As a solvent, ethanol is helpful in that it dissolves varnish and deposits that have built up in a fuel tank, something regular gasoline doesn't do.
But, according to Mr. Swartwood, "That can clog up fuel filters, so it's important to be changing the filters." He recommends that boaters using E-10 should carry spare filters and know how to change them.

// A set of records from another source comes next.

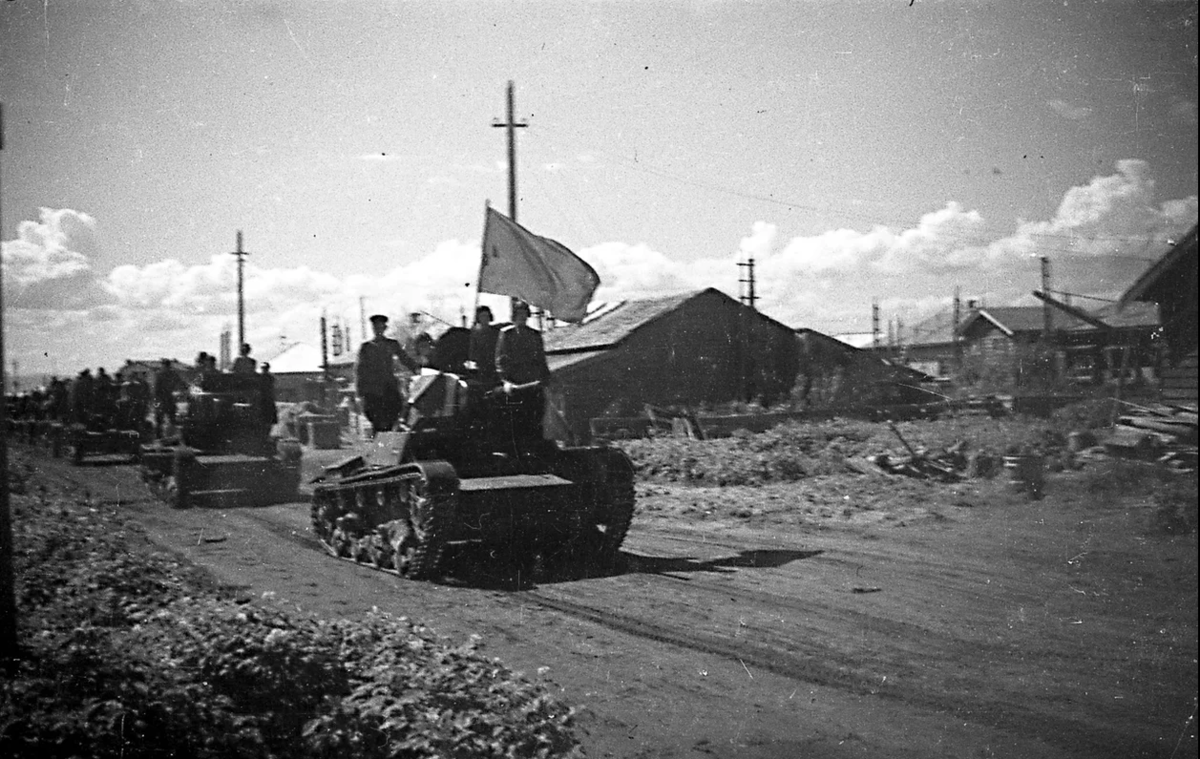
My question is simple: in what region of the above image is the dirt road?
[32,451,1198,759]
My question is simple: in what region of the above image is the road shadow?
[624,549,823,574]
[440,545,823,591]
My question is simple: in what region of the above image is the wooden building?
[890,299,1159,390]
[1118,227,1198,408]
[544,288,799,441]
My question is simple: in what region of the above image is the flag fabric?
[479,207,600,322]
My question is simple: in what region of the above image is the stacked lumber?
[1104,401,1198,468]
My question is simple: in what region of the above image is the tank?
[140,373,301,508]
[312,328,634,580]
[51,393,152,466]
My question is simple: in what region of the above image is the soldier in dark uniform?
[233,342,258,375]
[71,369,96,424]
[258,361,280,426]
[496,301,550,440]
[154,358,184,435]
[354,313,420,435]
[467,306,500,389]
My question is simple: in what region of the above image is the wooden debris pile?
[1100,401,1196,470]
[866,422,1004,483]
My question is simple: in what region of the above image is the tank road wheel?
[392,474,454,580]
[71,430,86,466]
[589,450,636,574]
[163,448,196,509]
[312,486,337,549]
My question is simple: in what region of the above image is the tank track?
[312,462,458,580]
[595,456,636,569]
[583,450,636,574]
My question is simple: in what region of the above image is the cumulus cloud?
[4,160,1198,367]
[1046,100,1092,121]
[715,160,1198,325]
[2,208,106,310]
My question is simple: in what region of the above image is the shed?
[544,288,799,440]
[1118,227,1198,408]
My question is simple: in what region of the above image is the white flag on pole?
[479,207,600,322]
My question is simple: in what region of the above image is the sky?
[0,0,1198,375]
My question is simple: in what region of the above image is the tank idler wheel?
[394,479,442,580]
[163,474,191,509]
[391,519,420,580]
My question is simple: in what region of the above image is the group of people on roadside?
[5,343,278,435]
[355,301,550,435]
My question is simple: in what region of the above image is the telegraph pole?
[871,300,880,348]
[492,79,530,323]
[950,287,962,372]
[738,256,758,310]
[0,104,17,673]
[233,229,250,355]
[1042,256,1054,343]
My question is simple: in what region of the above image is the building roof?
[1118,226,1196,307]
[260,342,324,375]
[959,306,1065,335]
[901,311,954,345]
[542,287,729,354]
[830,328,875,348]
[1070,303,1162,330]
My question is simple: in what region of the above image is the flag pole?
[472,198,492,317]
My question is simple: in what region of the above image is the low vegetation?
[619,414,1086,485]
[0,453,581,759]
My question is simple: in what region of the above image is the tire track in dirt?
[229,497,1166,755]
[21,446,1190,757]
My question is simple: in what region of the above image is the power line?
[537,130,1190,262]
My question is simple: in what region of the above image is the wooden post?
[0,104,17,673]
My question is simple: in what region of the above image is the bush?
[1151,472,1200,536]
[0,453,580,759]
[1050,398,1116,432]
[619,417,1067,485]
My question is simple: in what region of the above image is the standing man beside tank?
[496,300,550,440]
[233,342,258,375]
[467,306,500,390]
[354,313,420,436]
[154,358,184,436]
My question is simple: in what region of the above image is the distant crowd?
[5,343,275,434]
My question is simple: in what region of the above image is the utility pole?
[233,229,250,355]
[738,256,758,310]
[0,103,17,674]
[871,300,880,349]
[1042,256,1054,345]
[492,79,530,323]
[492,79,529,221]
[950,287,962,373]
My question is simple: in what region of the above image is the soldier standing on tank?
[154,358,184,436]
[233,342,258,375]
[496,300,550,440]
[71,369,96,424]
[354,313,420,436]
[258,361,280,426]
[467,306,500,390]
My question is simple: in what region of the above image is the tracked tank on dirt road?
[139,372,301,508]
[312,328,634,580]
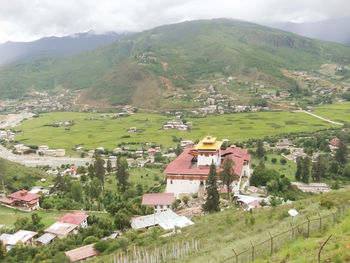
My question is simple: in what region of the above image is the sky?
[0,0,350,43]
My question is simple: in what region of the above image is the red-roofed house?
[0,190,40,212]
[142,193,175,213]
[65,244,98,262]
[329,138,340,151]
[164,136,251,198]
[57,211,89,228]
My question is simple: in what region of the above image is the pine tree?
[311,155,326,182]
[335,136,347,165]
[203,163,220,212]
[295,156,303,181]
[94,155,105,192]
[117,157,129,192]
[301,157,310,184]
[220,159,235,200]
[256,140,265,158]
[107,159,112,174]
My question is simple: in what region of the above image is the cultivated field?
[313,102,350,123]
[16,112,333,153]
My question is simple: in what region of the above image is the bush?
[94,240,110,253]
[280,158,287,165]
[83,236,99,245]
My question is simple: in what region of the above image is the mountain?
[270,17,350,45]
[0,31,124,65]
[0,19,350,109]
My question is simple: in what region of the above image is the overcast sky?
[0,0,350,43]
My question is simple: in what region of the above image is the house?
[329,138,340,151]
[128,127,137,133]
[276,139,293,149]
[164,136,251,198]
[35,233,56,246]
[0,230,38,251]
[57,211,89,228]
[65,244,98,262]
[0,190,40,212]
[142,193,175,213]
[44,211,88,238]
[131,210,194,230]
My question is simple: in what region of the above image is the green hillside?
[0,19,350,109]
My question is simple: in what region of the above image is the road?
[294,110,344,126]
[0,145,92,168]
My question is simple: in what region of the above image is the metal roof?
[36,233,56,245]
[131,210,194,230]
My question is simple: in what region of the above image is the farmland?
[313,102,350,123]
[16,112,333,154]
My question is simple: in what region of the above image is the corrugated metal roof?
[131,210,194,230]
[36,233,56,245]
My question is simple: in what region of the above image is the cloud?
[0,0,350,42]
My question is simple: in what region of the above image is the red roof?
[9,190,40,202]
[329,138,340,147]
[57,211,89,225]
[164,147,251,175]
[142,193,175,205]
[0,197,13,205]
[65,244,98,262]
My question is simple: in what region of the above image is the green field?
[313,102,350,123]
[16,112,334,153]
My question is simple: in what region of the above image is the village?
[0,130,341,262]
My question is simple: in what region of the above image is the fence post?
[317,213,322,230]
[232,248,238,263]
[250,241,255,262]
[269,231,273,255]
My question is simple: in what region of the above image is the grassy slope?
[0,19,350,108]
[16,112,332,155]
[256,209,350,263]
[94,190,350,263]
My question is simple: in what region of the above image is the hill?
[0,32,124,65]
[0,19,350,109]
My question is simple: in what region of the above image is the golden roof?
[194,136,222,150]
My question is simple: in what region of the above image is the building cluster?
[0,130,16,142]
[163,120,192,131]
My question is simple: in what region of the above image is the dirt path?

The second common problem with ethanol is that it absorbs water. Ethanol does not naturally mix with gasoline but is very absorbent. The combination of ethanol, water, and other elements in the fuel create sludge and other corrosive compounds, according to the National Marine Manufacturers Association web site, NMMA.org. In addition, when the ethanol absorbs enough water (about three quarters of an ounce or more per gallon, according to Falmouth Marine's information), the ethanol phases out of the E-10 mixture, as does the octane, creating two stratified layers, with the gasoline at the top. If the fuel lines are at the bottom of the tank, they will take in the alcohol and water first, not the gasoline, which will cause stalling and complications starting the engine.
"The best way to solve that is to get the tank cleaned and all the water sucked out," said Mr. Edgar. Mr. Edgar recently had a disgruntled boater come to him complaining about trouble starting his engine. Mr. Edgar found a "jelly-like blob" clogging the filter, upon inspecting the fuel line, a result of the absorbed water and deposits from inside the tank. Fuel-water separators may also help with small amounts of water. He recommends that boaters use up as much of the MTBE gasoline in their tanks as possible before filling up with E-10, as they do not mix well.
Both Mr. Swartwood and Mr. Edgar have heard of a lot more ethanol-related boat engine problems than they have seen. "I've only seen a few more engine problems this year than in other years," said Mr. Edgar, while Mr. Swartwood says he hasn't had any problems with ethanol.